You can obfuscate the default asgard2-agent name with a custom one. The chosen name will generate new agents which can be deployed to the endpoints. These agents will create a service with the chosen name and will have no reference to ASGARD.

-name string

E.g. sudo asgard2-repacker -name javax

This command will create a new agent for all operating systems. This is specially designed for cases where an agent obfuscation is required.

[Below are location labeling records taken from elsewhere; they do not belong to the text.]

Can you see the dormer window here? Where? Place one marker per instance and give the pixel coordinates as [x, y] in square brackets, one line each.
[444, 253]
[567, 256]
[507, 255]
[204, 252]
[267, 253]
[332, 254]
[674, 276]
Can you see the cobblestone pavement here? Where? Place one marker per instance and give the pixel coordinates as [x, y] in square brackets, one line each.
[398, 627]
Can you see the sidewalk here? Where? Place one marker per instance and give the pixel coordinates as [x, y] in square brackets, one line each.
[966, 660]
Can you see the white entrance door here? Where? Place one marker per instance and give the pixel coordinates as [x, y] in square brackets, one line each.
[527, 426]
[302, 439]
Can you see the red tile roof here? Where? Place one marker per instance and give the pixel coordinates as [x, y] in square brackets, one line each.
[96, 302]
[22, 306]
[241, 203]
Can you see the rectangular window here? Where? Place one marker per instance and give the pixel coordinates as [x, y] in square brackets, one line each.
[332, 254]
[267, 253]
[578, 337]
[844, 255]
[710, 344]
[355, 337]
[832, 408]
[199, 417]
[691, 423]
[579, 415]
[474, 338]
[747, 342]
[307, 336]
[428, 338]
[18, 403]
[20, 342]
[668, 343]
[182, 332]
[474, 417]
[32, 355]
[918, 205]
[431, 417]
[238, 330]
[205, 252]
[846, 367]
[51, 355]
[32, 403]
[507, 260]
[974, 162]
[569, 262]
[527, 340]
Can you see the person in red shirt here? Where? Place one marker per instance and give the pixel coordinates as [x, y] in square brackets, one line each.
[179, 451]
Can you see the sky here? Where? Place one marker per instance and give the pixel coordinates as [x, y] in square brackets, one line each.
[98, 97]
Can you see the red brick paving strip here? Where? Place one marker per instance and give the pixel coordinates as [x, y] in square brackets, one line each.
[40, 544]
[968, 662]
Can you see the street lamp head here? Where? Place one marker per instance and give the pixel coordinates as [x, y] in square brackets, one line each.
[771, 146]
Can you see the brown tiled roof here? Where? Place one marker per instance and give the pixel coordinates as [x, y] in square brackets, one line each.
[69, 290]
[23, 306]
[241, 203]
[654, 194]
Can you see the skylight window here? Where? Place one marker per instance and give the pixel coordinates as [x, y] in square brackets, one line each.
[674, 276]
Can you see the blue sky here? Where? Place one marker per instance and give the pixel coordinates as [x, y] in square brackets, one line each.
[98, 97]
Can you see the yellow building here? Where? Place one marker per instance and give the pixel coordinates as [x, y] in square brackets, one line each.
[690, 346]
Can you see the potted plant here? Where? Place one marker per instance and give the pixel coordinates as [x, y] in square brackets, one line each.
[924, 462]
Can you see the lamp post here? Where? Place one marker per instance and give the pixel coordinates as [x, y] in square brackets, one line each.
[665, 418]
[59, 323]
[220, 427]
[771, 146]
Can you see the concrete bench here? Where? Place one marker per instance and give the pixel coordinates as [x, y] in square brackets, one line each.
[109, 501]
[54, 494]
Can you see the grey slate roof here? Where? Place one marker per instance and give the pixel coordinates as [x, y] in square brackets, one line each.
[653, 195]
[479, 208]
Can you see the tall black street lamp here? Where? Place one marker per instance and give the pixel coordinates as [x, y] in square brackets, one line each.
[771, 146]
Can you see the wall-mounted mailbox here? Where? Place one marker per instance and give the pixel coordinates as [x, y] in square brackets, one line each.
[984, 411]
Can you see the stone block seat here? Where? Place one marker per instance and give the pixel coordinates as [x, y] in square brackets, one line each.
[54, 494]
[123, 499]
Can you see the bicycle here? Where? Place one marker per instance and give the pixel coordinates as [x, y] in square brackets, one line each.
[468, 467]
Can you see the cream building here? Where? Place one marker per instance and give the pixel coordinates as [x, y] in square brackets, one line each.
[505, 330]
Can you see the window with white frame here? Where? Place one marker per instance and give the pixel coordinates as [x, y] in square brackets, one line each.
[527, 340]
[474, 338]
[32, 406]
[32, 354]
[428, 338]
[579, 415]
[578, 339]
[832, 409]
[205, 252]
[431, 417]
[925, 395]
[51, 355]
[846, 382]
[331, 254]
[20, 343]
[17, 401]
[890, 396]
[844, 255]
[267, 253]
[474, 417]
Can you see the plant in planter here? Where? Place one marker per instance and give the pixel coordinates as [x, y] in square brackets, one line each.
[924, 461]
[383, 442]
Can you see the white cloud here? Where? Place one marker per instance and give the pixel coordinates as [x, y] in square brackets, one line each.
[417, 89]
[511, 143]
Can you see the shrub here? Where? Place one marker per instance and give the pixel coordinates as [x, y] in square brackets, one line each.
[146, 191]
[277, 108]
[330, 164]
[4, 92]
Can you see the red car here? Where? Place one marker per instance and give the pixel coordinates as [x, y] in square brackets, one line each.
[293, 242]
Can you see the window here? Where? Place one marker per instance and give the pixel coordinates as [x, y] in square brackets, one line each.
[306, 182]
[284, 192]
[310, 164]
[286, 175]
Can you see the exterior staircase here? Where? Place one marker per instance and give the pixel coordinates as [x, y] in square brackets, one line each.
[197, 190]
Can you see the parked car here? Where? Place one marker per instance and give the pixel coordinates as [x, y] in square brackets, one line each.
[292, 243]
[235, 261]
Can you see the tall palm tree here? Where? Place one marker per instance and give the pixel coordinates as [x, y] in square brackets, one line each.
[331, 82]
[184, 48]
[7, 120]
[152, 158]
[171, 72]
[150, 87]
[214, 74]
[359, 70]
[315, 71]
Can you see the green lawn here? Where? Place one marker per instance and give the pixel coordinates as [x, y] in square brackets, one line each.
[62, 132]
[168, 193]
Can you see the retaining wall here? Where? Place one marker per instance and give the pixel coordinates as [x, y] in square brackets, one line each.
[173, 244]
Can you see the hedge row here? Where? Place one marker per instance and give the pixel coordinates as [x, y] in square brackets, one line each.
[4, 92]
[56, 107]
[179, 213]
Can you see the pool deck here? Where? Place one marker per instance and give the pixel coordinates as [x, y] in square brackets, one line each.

An installed agent with the name “javax” would look like this:

systemctl status javax
javax.service
Loaded: loaded (/etc/systemd/system/javax.service; enabled; vendor preset: enabled)
Active: active (running) since Thu 2020-xx-xx 16:47:22 CET; 5s ago
Main PID: 20048 (javax-service)
   Tasks: 7 (limit: 4915)
Memory: 4.7M
CGroup: /system.slice/javax.service
        20048 /usr/sbin/javax-serviceMar 26 16:47:22 asgard2-dev systemd[1]: Started javax.service.

6.4. Backup and Restore

6.4.1. Backup

The command asgard-backup can be used to generate a backup of all configurations, assets, tags, user accounts, tasks etc. except:

  • Log files (ASGARD, THOR)
  • Playbook results (collected evidence)
  • Quarantined samples (Bifrost)
$ asgard2-backup
Writing backup to '/var/lib/nextron/asgard2/backups/20200427-1553.tar'
tar: Removing leading '/' from member names
tar: Removing leading '/' from hard link targets
Removing old backups (keeping the 5 most recent files)...
done.

6.4.2. Restore

You can use the asgard-restore command to restore a backup.

$ asgard2-restore``
Usage: /usr/sbin/asgard2-restore <BACKUPFILE>
$ asgard2-restore`` ``/var/lib/nextron/asgard2/backups/20200427-1553.tar
Stopping services... Removed /etc/systemd/system/multi-user.target.wants/asgard2.service.
done.
etc/nextron/asgard2/
etc/nextron/asgard2/upgrade2.sh
etc/nextron/asgard2/run_asgard2.sh
etc/nextron/asgard2/server.pem
etc/nextron/asgard2/ca2.key
etc/nextron/asgard2/pre_asgard2.sh
etc/nextron/asgard2/rsyslog-asgard-audit.conf
etc/nextron/asgard2/client.yaml
...
1+0 records in
1+0 records out
24 bytes copied, 3.2337e-05 s, 742 kB/s
Starting services... Created symlink /etc/systemd/system/multi-user.target.wants/asgard2.service → lib/systemd/system/asgard2.service. done.